It seems that no matter our age, we tend to regard the days of our youth as "the good old days." We also tend to consider those days as days of greater safety than the present days.

People my age will talk about things like riding in the back of a pickup truck or a station wagon, and joke about how they survived those "dangerous" things. Of course, it is easier to consider those actions safe when the people to whom it was unsafe are not alive to debate how dangerous they truly were. It is only that we survived doing something that dangerous that skews our perspective into the thought it was safe.

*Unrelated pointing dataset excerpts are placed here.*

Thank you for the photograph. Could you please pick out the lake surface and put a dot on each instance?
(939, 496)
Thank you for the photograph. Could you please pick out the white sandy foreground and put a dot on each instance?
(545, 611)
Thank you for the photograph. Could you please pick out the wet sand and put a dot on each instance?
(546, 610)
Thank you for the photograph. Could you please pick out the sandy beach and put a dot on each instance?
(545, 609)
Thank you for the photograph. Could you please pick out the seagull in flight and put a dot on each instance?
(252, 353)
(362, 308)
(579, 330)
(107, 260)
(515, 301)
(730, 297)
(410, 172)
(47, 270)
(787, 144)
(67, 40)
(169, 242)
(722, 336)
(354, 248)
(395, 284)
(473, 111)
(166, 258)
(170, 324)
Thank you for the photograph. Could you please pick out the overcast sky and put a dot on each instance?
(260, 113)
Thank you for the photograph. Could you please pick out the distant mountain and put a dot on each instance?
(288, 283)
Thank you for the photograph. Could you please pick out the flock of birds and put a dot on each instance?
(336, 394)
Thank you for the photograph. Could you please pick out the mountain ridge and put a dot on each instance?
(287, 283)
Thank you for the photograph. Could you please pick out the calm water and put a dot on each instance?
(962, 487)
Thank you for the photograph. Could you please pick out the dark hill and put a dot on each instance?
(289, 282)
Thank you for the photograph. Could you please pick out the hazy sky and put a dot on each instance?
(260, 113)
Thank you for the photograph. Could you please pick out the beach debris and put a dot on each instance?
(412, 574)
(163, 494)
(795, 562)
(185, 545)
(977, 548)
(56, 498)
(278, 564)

It has the integrity of someone who survived being shot, or shot at, putting forth that it is somehow safe to be shot or shot at.

My parents considered the days of their youth as the good old days. Neighbors helped each other, families took care of older and younger generations, and the chores they did helped build their character. They had nothing to fear, except, possibly, Hitler overrunning Europe, Japan attacking American shores, and getting polio or cholera. However, they survived those days, and those who didn’t survive those days were not alive to debate them on the safety or danger of the days of their youth.

The danger of the present days lies not so much in these days being more dangerous than when people in my age group had nothing to fear, except, possibly, the Cold War in the atomic age, race riots, and small pox and rubella. It lies more in us not yet having survived these present days.

For those who survive these days, they will become the good old days. The idea that these days eventually will be the good old days to those who survive them will be enhanced by the absence of those who do not survive these days being unable to debate them on the safety or danger of these days.

There is nothing necessarily harmful in remembering the days of my youth as the good old days. After all, those were the days when we could gather as a family in front of the TV set to watch Walter Cronkite tell us about political assassinations, the body count from Vietnam for the day, or the beatings of those involved in protests over civil rights, while we waited for Gilligan’s Island to air.

Ultimately, the proof of the safety of those days is we all survived those days, with the exception, of course, of those who didn’t - and those people are silent about their perspectives of the safety or danger of those days because of their unnoticeable absence.